沖縄県立博物館・美術館で一般公開されているのは、首里城正殿の国王の玉座の上に掲げられる扁額、「中山世土(ちゅうざんせいど)」です。

県が2023年12月から本格的な製作に着手し、9月、完成しました。最新の研究を反映し、地板が朱色から黄色に変更されたほか、額縁には龍の透かし彫りなど繊細な彫刻が施されています。

来場者:
「思っていた以上に大きかったですし、以前の首里城で見たときと全く印象が違って、凄く鮮やかで美しかったです」

製作を担当した職人たちも会場を訪れ、完成の喜びを語りました。

漆芸工房・諸見由則さん:
「沖縄では(扁額の)彫り物って初めてだと思う。

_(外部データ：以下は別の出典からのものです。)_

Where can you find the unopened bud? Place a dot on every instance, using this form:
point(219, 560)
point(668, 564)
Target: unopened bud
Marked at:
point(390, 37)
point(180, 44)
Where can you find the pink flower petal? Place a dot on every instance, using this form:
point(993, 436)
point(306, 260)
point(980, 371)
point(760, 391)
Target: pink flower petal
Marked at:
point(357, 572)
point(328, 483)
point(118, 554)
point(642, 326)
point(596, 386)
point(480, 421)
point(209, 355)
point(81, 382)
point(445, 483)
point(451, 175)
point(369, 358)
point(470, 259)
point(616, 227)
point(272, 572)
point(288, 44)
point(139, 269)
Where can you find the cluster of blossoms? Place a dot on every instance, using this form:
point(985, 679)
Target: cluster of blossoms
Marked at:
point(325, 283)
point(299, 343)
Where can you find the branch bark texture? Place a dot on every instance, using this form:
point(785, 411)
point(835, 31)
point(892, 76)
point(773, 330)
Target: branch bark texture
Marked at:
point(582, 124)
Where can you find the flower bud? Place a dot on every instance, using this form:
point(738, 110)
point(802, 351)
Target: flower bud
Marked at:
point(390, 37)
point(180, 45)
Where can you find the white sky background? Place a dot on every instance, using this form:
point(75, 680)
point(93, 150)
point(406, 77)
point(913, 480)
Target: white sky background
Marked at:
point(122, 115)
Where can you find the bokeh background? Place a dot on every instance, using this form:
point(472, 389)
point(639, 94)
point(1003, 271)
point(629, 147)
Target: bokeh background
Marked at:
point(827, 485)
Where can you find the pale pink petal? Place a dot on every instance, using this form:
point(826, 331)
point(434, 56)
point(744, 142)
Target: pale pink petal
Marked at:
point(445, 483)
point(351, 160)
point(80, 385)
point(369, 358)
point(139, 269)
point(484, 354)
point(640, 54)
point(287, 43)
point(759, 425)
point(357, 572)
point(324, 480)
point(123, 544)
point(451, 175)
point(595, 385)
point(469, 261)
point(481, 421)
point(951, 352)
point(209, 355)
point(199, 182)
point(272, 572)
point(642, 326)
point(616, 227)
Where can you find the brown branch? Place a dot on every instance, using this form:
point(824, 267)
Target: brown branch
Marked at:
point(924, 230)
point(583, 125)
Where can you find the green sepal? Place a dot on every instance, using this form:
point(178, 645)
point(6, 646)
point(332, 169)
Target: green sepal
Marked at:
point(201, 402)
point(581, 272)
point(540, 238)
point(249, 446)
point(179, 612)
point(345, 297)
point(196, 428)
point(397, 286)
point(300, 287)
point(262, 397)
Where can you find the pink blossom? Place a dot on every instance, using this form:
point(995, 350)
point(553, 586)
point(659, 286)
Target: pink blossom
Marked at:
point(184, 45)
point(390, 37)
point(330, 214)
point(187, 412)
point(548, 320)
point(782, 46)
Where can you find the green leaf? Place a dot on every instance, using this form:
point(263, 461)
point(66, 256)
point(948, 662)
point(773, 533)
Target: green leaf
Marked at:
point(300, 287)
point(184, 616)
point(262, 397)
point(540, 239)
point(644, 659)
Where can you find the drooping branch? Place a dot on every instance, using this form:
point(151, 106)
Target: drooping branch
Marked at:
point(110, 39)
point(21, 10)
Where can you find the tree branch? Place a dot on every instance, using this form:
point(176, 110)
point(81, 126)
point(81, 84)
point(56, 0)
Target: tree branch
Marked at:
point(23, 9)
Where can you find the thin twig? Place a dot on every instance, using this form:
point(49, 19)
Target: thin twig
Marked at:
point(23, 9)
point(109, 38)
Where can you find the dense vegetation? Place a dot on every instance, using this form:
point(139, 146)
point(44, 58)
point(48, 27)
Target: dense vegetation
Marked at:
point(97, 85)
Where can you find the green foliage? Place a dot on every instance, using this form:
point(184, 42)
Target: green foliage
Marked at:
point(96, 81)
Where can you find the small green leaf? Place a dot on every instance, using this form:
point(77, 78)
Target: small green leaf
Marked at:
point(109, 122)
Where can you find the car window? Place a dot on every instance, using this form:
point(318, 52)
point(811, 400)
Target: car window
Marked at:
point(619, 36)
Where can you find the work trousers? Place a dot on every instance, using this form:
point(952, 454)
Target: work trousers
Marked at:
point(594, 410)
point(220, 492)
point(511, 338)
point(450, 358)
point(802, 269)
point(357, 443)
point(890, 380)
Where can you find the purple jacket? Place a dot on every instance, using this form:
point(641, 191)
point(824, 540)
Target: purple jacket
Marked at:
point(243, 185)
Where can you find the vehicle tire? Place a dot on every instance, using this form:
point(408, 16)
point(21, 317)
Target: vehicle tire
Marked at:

この部分も特に見てほしいですね、それと色。色味とかね。出来はとってもいいと思います」

漆芸工房・天久碧さん:
「出来上がって一歩引いて見たときはやっぱり圧倒される。自分が携われてよかったなと」

漆芸工房・崎間清野さん:
「彫刻の彫りもすごく細かくて、繊細なものになっている。金箔を貼って、より深みも出たというか、重厚感を見ていただけたら」

扁額は、正殿完成に合わせて設置される予定で、実物を間近で見ることができるのは今回が唯一の機会です。特別展示会は、9月30日まで開かれています。